I know this is sort of off topic cause it's regarding chickens, but I had to share....

I recently advertised some free eggs to an internet group I belong to. I mentioned they would be great to eat or hatch. Here are two of my favorite responses:

"Can you eat them? Are they anything like chicken eggs?"

and 

"How is it to eat eggs, but hatch them as well? Aren't you conflicted? A cake alone requires three beings."  


Now I know everyone didn't grow up with critters or on a farm and people are entitled to their own views, but that last one really cracked me up.


And on the same note....I was at a Civil War living history re-enactment last year waiting for a 'battle' to commence. It took place in a harvested corn field with lots of the old stalks laying around. People were beginning to gather and a youngish father and his son (5 or 6) sat down next to me and I heard him explain to his son that we were in a field of bamboo.

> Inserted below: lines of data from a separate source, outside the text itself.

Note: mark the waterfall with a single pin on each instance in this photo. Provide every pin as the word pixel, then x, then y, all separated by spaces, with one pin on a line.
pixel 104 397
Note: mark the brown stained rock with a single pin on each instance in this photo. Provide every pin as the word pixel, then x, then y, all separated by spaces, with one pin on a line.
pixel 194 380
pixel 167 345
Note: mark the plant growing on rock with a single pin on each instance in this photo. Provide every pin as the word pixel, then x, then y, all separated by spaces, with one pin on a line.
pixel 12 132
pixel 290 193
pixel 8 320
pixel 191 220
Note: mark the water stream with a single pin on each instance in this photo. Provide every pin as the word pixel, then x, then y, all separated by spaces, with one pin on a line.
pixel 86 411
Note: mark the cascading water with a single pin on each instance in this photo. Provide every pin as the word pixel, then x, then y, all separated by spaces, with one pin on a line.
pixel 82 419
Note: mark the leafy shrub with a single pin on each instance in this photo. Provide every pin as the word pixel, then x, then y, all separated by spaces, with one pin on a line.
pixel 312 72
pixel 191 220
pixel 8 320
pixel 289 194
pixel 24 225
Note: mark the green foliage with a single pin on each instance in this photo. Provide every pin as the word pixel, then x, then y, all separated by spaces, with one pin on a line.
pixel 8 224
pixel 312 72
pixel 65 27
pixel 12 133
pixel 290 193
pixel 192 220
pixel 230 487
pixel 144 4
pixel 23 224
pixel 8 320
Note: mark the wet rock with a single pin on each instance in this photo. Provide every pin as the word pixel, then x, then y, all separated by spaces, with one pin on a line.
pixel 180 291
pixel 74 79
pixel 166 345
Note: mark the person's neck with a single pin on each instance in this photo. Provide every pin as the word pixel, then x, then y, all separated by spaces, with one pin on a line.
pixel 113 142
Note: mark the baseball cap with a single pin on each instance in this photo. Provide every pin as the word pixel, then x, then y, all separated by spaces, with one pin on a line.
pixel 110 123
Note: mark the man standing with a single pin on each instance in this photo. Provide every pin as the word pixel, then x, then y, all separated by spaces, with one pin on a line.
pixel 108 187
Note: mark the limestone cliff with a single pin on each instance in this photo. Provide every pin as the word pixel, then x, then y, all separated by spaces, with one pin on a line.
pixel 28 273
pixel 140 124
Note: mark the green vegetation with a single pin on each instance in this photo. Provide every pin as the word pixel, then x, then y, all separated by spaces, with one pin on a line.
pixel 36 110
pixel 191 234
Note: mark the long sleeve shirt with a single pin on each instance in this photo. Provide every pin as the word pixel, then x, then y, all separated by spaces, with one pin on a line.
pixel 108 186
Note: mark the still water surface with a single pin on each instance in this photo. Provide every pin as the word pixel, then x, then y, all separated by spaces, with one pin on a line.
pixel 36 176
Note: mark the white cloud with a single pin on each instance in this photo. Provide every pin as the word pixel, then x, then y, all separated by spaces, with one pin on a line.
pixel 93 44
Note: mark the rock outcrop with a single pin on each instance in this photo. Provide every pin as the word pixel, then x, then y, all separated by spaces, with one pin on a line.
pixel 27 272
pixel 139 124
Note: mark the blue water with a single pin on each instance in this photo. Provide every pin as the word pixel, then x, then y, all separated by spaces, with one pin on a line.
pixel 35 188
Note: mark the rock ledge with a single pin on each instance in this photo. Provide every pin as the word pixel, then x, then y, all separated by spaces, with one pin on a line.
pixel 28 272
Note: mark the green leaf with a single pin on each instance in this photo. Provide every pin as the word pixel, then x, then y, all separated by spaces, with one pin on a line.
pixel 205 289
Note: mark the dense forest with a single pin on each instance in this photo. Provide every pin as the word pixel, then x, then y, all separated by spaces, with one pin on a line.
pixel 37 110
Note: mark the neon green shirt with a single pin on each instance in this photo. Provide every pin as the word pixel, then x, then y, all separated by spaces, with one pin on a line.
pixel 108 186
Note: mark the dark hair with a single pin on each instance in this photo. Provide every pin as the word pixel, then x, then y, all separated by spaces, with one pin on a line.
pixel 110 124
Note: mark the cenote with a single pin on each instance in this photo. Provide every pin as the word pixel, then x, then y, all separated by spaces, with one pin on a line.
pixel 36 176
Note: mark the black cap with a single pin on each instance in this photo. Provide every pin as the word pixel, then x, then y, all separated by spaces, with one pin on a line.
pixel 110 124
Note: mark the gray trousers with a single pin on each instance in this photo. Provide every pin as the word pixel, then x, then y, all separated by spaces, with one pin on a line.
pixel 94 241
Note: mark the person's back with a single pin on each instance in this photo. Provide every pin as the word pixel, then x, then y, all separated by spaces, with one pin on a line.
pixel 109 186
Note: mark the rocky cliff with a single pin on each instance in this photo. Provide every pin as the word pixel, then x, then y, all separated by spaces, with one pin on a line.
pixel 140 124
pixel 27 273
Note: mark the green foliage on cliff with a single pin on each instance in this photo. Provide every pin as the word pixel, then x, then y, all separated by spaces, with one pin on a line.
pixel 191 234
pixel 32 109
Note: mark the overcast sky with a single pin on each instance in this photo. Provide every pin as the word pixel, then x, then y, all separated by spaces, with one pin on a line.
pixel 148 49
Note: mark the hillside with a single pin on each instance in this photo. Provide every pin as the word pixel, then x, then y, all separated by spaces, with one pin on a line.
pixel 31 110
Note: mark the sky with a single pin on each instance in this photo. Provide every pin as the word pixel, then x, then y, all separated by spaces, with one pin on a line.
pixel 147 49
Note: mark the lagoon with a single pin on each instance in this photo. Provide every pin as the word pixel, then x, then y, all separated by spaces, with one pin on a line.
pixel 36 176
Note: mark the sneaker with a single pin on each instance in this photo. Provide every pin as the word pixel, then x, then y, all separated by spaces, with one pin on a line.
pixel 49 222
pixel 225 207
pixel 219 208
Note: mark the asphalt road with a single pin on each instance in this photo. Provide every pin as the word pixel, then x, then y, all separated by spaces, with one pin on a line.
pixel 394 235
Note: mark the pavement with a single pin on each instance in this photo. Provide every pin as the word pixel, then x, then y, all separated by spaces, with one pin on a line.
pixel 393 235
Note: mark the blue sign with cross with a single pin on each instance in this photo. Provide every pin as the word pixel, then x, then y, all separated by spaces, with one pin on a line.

He even proceeded to pick up the corn stalks and show his son what bamboo looks like.  

I feel bad for people who haven't spent enough time in the country to know what corn is.....or that eggs come from chickens and you can indeed eat them.


----------



## mandieg4 (Apr 4, 2011)

I worked at a small local zoo when I was in college and overheard a little boy about 3 or 4 telling his mother to look at the "duck".  The mom said "yes, it's a very pretty duck, isn't it?".  The "duck" was a peacock!  I can understand getting confused between a duck and a goose if you've never been around animals, but I thought a peacock was pretty easy to distinguish.  Either the mom was clueless or she just didn't want to take the time to teach her child.


----------